Desenvolver uma ferramenta virtual para calcular indicadores de desempenho através de informações enviadas via WEB.

Métodos

Identificação de pontos críticos no processo terapêutico e formulação de indicadores avaliados em retrospetivo estudo piloto. Desenvolvimento de ferramenta virtual para coleta prospetiva dos dados relacionados com o atendimento inicial ao IAMCSST. Seleção e convocação dos hospitais para cadastro no sistema e exposição do projeto. Utilização do sítio www.qualiiam.cict.fiocruz.br/indicadores.php para acesso aos relatórios dos indicadores em tempo real.

Resultados

Houve variação no número de pacientes cadastrados por cada hospital (A=7; B=14; C=16; D=44; E=43). AAS foi administrado em 94,6% dos casos. A administração do IECA/BRA ocorreu em 76,1% dos pacientes. A administração de betabloqueadores ocorreu em 82,5%. 68,4% dos pacientes sem contra-indicação a fibrinolítico recebeu o fármaco. Em nenhum caso o tempo porta agulha foi inferior a 30min. A média obtida foi 122min. Todos os pacientes admitidos nos hospitais com hemodinâmica foram submetidos à angioplastia primária. A média obtida para tempo porta-balão foi 161min. Em apenas 28% destes pacientes o tempo porta balão foi menor do que 90min.

Conclusão

O sistema pode ser usado como ferramenta de gestão para monitoramento dos indicadores de performance no atendimento inicial ao IAM. Análises futuras destes indicadores poderão contribuir para avaliar o impacto destes relatórios sobre a incorporação de melhores práticas assistenciais.

Palavras-chave:
Indicadores de qualidade em assistência à saúde
Infarto do miocárdio
Medicina de emergência
Diretrizes
Gestão em saúde
Abstract
Background

Measurement of quality indicators contributes to monitoring the performance of initial treatment of ST-elevated myocardial infarction (STEMI).

Objective

To develop a virtual tool to calculate performance indicators of initial treatment of STEMI online via the internet.

Methods

We identified critical elements of the therapeutic process and formulated indicators in a retrospective pilot study, and developed a virtual tool for prospective data collection on initial treatment of STEMI. Rio de Janeiro hospitals with emergency care units were selected and invited to participate in the project. Online reports were developed to be accessed at www.qualiiam.icict.fiocruz.br/indicadores.php and analyzed.

Results

Five hospitals agreed to participate in the project and monitored treatment of different numbers of patients with a diagnosis of STEMI (A=7, B=14, C=16, D=44 and E=43). Aspirin was administered in 94.6% of cases, angiotensin-converting enzyme inhibitors or angiotensin receptor blockers in 76.1% and beta-blockers in 82.5%; 68.4% of patients with no contraindication received fibrinolysis. In no case was door-to-needle time less than 30min, and mean time was 122min. All patients admitted to hospitals with catheterization facilities underwent primary angioplasty; mean door-to-balloon time in these patients was 161min; in only 28% was it less than 90min.

Conclusion

The system can be used as a tool to monitor the performance of initial treatment of patients with STEMI. Analysis of these indicators in the future may help to evaluate the contribution of online reporting to the development of better treatment practices.

Keywords:
Quality indicators in health care
Myocardial infarction
Emergency medicine
Guidelines
Health management
Texto Completo
Introdução

A avaliação de indicadores de qualidade vem sendo utilizada na mensuração da performance em diversas etapas do cuidado hospitalar.

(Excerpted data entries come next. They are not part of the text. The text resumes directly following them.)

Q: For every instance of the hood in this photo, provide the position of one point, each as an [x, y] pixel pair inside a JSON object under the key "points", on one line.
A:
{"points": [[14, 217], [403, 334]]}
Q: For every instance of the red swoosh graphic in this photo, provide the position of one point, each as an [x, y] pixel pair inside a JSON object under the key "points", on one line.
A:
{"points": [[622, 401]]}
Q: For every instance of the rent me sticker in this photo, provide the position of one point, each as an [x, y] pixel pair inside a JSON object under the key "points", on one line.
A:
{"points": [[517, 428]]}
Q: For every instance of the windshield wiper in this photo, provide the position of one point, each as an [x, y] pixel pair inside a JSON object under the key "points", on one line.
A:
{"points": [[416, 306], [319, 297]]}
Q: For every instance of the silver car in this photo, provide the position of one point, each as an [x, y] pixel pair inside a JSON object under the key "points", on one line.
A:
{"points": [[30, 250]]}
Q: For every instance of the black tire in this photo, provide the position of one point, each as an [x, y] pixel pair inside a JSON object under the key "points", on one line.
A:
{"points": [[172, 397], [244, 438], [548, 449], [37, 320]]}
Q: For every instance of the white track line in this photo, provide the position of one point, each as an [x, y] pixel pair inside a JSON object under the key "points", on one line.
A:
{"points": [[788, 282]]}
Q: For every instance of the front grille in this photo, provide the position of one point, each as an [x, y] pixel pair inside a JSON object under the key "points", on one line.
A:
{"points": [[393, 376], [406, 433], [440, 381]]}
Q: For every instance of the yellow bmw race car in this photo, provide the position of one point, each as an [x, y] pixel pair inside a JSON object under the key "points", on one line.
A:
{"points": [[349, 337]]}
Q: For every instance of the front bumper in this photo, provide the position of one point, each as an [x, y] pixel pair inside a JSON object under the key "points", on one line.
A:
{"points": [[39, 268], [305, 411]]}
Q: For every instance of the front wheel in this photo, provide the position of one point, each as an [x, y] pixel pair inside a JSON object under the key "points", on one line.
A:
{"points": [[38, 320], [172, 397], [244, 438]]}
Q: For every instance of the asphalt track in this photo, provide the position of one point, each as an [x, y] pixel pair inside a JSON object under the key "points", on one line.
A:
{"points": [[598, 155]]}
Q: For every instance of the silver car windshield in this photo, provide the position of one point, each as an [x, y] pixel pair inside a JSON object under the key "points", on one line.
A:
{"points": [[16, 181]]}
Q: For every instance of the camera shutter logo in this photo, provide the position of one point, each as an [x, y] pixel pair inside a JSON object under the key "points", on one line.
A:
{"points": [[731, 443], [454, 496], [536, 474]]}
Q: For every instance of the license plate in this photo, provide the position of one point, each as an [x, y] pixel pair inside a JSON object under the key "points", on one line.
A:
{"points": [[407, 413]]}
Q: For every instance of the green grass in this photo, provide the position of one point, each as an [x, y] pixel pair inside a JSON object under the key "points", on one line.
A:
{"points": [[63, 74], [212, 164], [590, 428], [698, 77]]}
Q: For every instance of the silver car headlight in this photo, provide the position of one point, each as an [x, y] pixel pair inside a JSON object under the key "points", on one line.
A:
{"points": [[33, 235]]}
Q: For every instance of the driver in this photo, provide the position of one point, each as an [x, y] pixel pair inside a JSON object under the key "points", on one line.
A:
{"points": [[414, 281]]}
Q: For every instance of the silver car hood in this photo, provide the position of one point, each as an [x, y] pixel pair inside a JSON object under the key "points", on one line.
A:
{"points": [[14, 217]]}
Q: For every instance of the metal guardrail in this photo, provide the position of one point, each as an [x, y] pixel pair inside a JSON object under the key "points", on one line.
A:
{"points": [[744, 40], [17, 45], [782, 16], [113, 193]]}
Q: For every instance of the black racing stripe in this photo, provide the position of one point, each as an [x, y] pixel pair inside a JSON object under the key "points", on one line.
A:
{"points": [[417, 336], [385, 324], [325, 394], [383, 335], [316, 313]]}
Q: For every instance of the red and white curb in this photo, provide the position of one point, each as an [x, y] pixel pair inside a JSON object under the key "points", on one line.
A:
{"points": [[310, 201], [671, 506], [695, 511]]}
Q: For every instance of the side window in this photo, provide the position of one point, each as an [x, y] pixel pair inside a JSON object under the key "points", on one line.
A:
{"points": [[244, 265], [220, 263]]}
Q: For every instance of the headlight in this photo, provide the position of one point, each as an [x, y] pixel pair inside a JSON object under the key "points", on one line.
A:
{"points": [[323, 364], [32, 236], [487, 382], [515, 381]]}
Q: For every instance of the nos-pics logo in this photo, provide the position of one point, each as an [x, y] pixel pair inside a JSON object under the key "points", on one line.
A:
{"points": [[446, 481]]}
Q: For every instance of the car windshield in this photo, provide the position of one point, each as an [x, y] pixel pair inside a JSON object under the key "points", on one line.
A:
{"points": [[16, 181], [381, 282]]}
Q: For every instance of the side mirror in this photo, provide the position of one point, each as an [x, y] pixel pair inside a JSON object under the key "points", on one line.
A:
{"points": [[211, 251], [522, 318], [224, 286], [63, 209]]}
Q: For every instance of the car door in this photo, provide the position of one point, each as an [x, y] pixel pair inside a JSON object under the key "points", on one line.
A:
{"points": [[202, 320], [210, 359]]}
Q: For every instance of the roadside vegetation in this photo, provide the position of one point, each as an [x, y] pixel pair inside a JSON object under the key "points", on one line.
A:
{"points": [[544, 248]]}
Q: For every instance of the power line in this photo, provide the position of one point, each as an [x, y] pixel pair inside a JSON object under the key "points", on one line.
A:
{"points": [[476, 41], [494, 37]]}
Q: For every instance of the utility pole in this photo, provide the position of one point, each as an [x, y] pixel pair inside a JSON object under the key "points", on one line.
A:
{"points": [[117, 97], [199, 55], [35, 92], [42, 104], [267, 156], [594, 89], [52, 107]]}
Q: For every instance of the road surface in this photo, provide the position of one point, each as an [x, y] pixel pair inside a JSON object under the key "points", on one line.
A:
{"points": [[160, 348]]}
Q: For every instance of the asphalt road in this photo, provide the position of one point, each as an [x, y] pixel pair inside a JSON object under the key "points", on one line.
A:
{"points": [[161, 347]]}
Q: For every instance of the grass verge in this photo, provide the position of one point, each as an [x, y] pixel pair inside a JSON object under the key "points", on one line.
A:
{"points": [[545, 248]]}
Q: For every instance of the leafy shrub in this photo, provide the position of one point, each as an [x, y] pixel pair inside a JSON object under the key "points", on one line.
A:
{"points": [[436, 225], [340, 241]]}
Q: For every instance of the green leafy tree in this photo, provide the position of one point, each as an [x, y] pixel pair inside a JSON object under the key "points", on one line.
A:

No IAMCSST, que representa 30 a 47% dos casos de infarto1, estratégias de reperfusão devem ser iniciadas ainda nas primeiras 12 horas após surgimento dos sintomas. Ocorre maior impacto sobre redução da mortalidade quando esta intervenção ocorre nas primeiras 3 horas2.

Diversos países realizam avaliações da performance do atendimento ao IAMCSST3–6, e estas medidas são baseadas nos indicadores divulgados por diretrizes7,8.

O Myocardial Ischaemia National Audit Project é uma base de dados que gerencia indicadores de qualidade da assistência ao IAM na Inglaterra. São divulgados relatórios quadrimestrais, permitindo avaliação dos desfechos e aprimoramento da qualidade no atendimento. Vêm sendo observadas melhorias sustentadas na fibrinólise e prevenção secundária desde sua implementação9.

O Medicare Quality Monitoring System é um sistema de informações sobre desempenho hospitalar mantido pelo governo dos EUA. Informações referentes à legislação, custos, morbimortalidade, entre outros, são analisadas e utilizadas no projeto Hospital Compare, que disponibiliza indicadores de desempenho no tratamento de condições específicas (por exemplo, mortalidade por pneumonia, tempo porta-balão ou taxa de utilização da aspirina no IAM)10.

O National Registry of Myocardial Infarction (NRMI), registro que já incluiu mais de 2 milhões de casos de IAM desde 1990, demonstrou que pelo menos um em cada 5 pacientes analisados deixou de receber todas as terapias recomendadas. Um declínio de 37% na mortalidade anual destes pacientes foi atribuído ao aumento nas taxas de adesão às recomendações dos guidelines entre 1990 e 200611.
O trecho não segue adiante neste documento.